Essa segurança intrínseca aos benefícios previdenciários confere uma força ainda maior à segurança jurídica geral que protege os atos jurídicos como um todo e sustenta a própria ideia do Direito. É, por isso, aliás, que a proteção ao ato jurídico perfeito e ao direito adquirido foi alçada como um dos pilares dos direitos fundamentais constitucionais (artigo 5º, XXXVI da CF/88).

Não basta, entretanto, que se resguardem o ato jurídico perfeito e o direito adquirido. Há de se proteger também a confiança dos cidadãos na manutenção dos efeitos dos atos jurídicos já praticados há longa data e que não foram contestados, sobretudo, em relação aos atos administrativos, que são dotados de presunção de legitimidade. Por essa razão é que o princípio da proteção da confiança é comumente tratado como uma das vertentes do princípio da segurança jurídica [1].

Tais são os motivos pelos quais existe um prazo decadencial de dez anos para que a Administração previdenciária, no exercício de seu poder de autotutela, anule atos dos quais decorram efeitos favoráveis aos beneficiários do Regime Geral de Previdência Social, nos termos do artigo 103-A da Lei nº 8.213/91. Esse prazo, aliás, já é o dobro daquele previsto para os atos administrativos em geral (artigo 54 da Lei nº 9.784/99).

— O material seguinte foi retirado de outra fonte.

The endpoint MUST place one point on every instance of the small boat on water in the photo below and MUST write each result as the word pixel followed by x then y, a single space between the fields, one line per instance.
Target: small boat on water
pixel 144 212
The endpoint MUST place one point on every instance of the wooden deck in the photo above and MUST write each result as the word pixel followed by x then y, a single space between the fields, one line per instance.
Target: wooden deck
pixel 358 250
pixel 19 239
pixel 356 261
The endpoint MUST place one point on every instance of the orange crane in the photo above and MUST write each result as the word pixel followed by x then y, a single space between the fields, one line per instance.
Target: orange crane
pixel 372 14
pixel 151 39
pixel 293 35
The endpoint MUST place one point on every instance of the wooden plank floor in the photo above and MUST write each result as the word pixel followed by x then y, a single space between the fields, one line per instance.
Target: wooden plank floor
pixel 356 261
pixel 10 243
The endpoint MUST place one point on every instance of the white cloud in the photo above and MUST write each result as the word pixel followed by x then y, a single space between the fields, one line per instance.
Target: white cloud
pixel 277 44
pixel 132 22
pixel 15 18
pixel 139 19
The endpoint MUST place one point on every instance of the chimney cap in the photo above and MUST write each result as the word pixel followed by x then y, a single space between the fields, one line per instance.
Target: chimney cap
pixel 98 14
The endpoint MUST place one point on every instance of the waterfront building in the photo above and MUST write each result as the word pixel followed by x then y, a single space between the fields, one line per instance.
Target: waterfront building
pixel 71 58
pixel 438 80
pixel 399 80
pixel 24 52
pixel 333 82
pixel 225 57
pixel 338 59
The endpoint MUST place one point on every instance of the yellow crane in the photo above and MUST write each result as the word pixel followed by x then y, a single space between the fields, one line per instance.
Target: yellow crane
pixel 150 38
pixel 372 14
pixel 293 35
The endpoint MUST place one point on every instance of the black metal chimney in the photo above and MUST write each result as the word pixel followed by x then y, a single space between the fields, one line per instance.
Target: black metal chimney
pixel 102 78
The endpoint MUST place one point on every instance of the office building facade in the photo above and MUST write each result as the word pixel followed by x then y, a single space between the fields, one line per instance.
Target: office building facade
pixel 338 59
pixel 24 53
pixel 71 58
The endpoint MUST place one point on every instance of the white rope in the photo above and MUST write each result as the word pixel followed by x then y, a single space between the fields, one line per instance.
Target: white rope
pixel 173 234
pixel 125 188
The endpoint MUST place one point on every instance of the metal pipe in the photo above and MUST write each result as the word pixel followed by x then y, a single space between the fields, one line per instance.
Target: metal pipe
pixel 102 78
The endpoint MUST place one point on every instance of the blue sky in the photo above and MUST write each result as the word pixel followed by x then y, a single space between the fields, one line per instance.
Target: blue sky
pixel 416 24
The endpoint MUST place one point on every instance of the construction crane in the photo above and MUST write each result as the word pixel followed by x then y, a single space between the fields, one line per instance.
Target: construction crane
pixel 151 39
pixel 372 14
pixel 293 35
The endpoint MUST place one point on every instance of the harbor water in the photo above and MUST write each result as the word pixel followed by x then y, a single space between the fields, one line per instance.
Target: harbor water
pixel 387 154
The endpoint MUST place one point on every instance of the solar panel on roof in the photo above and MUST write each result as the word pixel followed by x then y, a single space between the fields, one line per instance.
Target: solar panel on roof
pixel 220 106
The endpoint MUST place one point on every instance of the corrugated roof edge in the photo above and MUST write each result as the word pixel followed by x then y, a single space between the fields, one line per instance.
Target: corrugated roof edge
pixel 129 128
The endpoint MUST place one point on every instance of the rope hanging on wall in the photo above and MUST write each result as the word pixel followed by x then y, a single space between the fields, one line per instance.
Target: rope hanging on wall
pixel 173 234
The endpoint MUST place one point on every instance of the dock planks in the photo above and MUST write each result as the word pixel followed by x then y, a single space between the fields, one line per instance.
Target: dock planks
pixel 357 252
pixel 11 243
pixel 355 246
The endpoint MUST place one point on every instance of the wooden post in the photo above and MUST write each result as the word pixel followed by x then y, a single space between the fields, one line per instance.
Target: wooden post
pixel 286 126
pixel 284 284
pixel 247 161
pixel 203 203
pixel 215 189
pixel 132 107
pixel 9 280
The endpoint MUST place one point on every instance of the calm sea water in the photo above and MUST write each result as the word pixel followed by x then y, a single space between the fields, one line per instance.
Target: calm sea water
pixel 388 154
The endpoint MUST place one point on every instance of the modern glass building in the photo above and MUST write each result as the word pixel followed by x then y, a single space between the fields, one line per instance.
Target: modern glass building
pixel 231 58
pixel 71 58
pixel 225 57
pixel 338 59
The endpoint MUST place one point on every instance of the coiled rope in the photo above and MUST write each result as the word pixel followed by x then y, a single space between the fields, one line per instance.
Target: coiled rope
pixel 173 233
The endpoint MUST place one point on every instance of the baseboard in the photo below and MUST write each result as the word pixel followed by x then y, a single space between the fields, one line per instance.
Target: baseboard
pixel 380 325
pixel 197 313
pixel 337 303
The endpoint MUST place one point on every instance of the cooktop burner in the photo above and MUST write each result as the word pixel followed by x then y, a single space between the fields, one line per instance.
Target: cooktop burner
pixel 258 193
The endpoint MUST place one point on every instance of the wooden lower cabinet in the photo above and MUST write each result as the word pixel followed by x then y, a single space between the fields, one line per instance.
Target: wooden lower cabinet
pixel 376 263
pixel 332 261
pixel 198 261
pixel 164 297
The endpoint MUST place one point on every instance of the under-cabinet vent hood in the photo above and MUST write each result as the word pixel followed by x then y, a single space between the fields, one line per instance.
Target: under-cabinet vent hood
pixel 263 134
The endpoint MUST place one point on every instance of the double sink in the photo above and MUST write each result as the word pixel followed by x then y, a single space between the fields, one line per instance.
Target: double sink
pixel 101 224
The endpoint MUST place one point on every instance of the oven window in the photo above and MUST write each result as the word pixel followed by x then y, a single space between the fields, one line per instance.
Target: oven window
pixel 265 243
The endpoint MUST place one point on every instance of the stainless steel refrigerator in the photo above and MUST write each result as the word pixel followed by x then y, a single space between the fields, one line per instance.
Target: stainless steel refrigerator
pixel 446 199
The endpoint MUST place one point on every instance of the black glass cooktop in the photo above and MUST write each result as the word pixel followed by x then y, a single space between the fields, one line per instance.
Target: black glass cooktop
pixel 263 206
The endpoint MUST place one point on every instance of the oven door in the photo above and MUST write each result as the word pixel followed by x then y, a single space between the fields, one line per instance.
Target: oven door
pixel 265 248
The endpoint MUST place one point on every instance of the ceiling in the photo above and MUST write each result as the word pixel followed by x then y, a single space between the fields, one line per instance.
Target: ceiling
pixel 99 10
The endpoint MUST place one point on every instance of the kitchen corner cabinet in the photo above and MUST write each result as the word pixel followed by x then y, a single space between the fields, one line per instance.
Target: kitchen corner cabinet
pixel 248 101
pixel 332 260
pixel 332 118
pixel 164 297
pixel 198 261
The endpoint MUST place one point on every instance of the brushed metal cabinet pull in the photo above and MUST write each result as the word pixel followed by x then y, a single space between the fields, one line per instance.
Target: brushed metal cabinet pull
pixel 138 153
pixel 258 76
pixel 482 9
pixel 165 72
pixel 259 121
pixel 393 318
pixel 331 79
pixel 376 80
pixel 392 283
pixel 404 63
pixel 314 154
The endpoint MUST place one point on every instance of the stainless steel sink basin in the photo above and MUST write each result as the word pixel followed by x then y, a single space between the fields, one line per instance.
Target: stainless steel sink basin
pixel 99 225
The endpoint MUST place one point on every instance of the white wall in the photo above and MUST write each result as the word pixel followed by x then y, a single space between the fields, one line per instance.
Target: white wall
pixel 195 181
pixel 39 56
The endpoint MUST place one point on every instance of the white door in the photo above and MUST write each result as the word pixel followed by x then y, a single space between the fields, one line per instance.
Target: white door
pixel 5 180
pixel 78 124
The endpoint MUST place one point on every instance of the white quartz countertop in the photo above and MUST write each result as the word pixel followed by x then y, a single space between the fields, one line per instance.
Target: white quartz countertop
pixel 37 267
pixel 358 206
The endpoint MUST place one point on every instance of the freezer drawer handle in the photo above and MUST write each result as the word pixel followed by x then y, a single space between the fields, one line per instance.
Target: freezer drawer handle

Essas considerações são importantes para bem delinear o ponto de partida do raciocínio desenvolvido adiante, firmando-se a premissa básica de que a segurança jurídica — tanto aquela imanente à própria Previdência Social como a que constitui um dos pilares do Estado de Direito como um todo — não se coaduna com a perene possibilidade de revisão de ofício de atos de concessão de benefícios previdenciários em prejuízo aos seus titulares. Para isso é que existe um prazo decadencial já demasiadamente largo dentro do qual eventuais revisões podem ser feitas por iniciativa do INSS.

Há, entretanto, um ponto específico no trato da decadência contra o INSS que merece atenção. Trata-se do afastamento do prazo decadencial decenal em casos de má-fé. O artigo 103-A da Lei nº 8.213/91 dispõe o seguinte:

"Artigo 103-A  O direito da Previdência Social de anular os atos administrativos de que decorram efeitos favoráveis para os seus beneficiários decai em dez anos, contados da data em que foram praticados, salvo comprovada má-fé".

A má-fé de que trata o dispositivo legal é, evidentemente, a do indivíduo favorecido pelo ato, e não a de terceiros. Relembre-se que a previsão do prazo decadencial é uma decorrência do princípio da segurança jurídica, especificamente na vertente da confiança dos administrados na lisura e na legalidade dos atos administrativos. Dessa forma, a segurança e a confiança, objetos de proteção são aquelas concernentes ao beneficiário. Não importa, por conseguinte, que terceiros — agentes públicos ou não — tenham incidido em má-fé, desde que ela não atinja o segurado a quem o ato emanado do INSS favorece. Tendo o beneficiário confiado, de boa-fé, na validade do ato administrativo, o dolo alheio não tem o condão de afastar a incidência do prazo decadencial, ainda que permita que aqueles que praticaram o ilícito sejam por ele responsabilizados.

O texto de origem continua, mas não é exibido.